Ce livre lui permet de mettre le doigt sur un sujet très dramatique et inacceptable de nos sociétés, il dénonce ouvertement des pratiques si souvent tues pour des raisons bien compréhensibles. Même si le mouvement MeToo est passé par là, les choses ont-elles fondamentalement changé? Le fait de poser la question est, déjà en soi, une réponse.
Même si l'intrigue tarde quelque peu à démarrer, la force intrinsèque du texte final donne une puissance inoubliable à l'ensemble ; d'autant qu'une plume parfois facétieuse, parfois ténébreuse hisse le roman à un niveau poignant.
Au passage, David Foenkinos soulève tout l'arbitraire et l'iniquité à propos de ces peintres morts dans la misère et dont les oeuvres se vendent aujourd'hui à grands coups de millions d'euros.

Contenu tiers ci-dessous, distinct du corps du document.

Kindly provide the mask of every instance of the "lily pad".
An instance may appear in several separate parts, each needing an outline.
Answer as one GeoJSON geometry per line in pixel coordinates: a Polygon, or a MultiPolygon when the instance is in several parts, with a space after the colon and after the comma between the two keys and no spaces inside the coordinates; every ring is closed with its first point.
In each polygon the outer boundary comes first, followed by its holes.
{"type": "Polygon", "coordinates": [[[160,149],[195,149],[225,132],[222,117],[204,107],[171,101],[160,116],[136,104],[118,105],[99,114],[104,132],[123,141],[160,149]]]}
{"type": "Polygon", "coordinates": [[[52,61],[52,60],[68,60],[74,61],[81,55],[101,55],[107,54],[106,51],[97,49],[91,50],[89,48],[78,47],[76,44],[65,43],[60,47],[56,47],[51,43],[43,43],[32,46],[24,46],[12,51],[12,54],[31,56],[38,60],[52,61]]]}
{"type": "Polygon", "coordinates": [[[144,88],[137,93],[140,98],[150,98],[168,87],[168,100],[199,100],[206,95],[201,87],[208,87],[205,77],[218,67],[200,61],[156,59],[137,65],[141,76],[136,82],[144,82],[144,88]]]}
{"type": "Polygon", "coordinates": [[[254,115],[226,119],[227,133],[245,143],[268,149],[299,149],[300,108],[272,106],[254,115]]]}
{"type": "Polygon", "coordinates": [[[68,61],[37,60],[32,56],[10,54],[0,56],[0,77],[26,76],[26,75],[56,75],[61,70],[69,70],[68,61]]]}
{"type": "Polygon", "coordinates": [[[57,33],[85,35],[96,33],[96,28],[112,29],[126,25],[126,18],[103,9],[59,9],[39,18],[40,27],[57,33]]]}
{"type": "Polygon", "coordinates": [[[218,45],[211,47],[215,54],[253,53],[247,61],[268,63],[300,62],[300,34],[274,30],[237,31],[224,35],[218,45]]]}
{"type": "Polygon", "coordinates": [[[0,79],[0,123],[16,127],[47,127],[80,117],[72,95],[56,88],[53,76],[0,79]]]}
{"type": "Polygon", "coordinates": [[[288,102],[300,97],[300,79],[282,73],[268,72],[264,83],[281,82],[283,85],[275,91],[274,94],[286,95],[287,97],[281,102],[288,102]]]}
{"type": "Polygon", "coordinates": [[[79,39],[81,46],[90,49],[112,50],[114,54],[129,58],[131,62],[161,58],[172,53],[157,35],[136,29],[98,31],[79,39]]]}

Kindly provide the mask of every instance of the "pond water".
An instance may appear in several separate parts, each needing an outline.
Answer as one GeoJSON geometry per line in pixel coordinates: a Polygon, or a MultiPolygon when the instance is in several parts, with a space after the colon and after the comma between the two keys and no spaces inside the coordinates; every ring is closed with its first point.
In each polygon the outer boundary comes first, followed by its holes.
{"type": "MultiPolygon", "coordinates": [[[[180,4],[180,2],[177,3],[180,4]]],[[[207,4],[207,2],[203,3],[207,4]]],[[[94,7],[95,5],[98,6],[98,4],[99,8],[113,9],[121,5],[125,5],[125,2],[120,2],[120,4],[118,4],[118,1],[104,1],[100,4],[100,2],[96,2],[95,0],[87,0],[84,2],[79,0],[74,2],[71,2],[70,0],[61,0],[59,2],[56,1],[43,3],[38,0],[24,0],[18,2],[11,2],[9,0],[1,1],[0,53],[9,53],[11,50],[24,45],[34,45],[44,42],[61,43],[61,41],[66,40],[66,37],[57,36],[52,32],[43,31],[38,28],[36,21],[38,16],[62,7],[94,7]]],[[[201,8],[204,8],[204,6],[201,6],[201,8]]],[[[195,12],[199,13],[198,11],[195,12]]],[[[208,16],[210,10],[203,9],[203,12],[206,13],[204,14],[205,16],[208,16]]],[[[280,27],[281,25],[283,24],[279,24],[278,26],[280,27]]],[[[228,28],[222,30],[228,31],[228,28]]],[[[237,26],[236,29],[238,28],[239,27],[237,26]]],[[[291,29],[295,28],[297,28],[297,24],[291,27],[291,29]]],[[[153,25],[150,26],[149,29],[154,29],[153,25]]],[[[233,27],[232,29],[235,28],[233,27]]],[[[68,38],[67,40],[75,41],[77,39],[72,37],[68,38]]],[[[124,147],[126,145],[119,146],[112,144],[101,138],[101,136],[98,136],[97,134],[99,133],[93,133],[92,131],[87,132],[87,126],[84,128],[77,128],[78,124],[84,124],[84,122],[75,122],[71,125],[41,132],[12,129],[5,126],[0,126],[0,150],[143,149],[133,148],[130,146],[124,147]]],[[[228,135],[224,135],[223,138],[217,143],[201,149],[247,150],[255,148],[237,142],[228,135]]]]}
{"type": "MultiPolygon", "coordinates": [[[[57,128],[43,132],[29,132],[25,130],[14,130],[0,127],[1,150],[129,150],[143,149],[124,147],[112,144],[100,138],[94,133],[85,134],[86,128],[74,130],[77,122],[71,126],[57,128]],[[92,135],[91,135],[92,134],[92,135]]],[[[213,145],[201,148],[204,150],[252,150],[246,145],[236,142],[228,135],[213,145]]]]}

Parmi les thèmes abordés, l'auteur fait ressortir le constat effarant qu'il suffit de désirer vivre autrement que la majorité, d'être à contre-temps en quelque sorte (notamment vivre sans portable, sans nécessité de s'amuser à tout prix, sans envie d'imiter la foule), pour passer pour un être suspect aux yeux des autres, comme un attardé, un démodé voire un fossile ! Pourquoi le bonheur ne pourrait-il pas être simple, sans toutes ces fioritures inutiles et souvent dispendieuses ?
L'auteur digresse avec bonheur sur toutes ces expressions absurdes et toutes faites qui nous agressent journellement comme : refaire sa vie ou tourner la page, ou cette particularité de définir la personnalité d'une personne juste en examinant sa chevelure, de mémoire cela existait déjà avec les chaussures dans le film Héroïnes de 1997.
Mon véritable bémol vient d'une absence d'évocation lyrique des tableaux sans pour autant en faire une fastidieuse étude détaillée. On sent que l'auteur veut rester généraliste, ne pas ennuyer un lectorat qui n'entend rien à la peinture. Quel dommage ! De même survoler à 10 000 mètres la vie de Modigliani me semble infiniment léger et négligeant. Sans en faire une biographie on pouvait évoquer son parcours chaotique et torturé ou du moins en écrire un minimum ; juste dire qu'il est décédé de tuberculose à l'âge de 35 ans en 1920 me paraît un point essentiel, cela aurait donné un positionnement de Modigliani dans son époque.
Vers la beauté est un roman universel sur le rôle de l'art dans la cicatrisation de toutes nos écorchures, de toutes nos déchirures, grandes ou petites. Un livre tout en délicatesse, aussi sombre que pertinent, où la beauté apaise. Une magnifique ode à l'Art.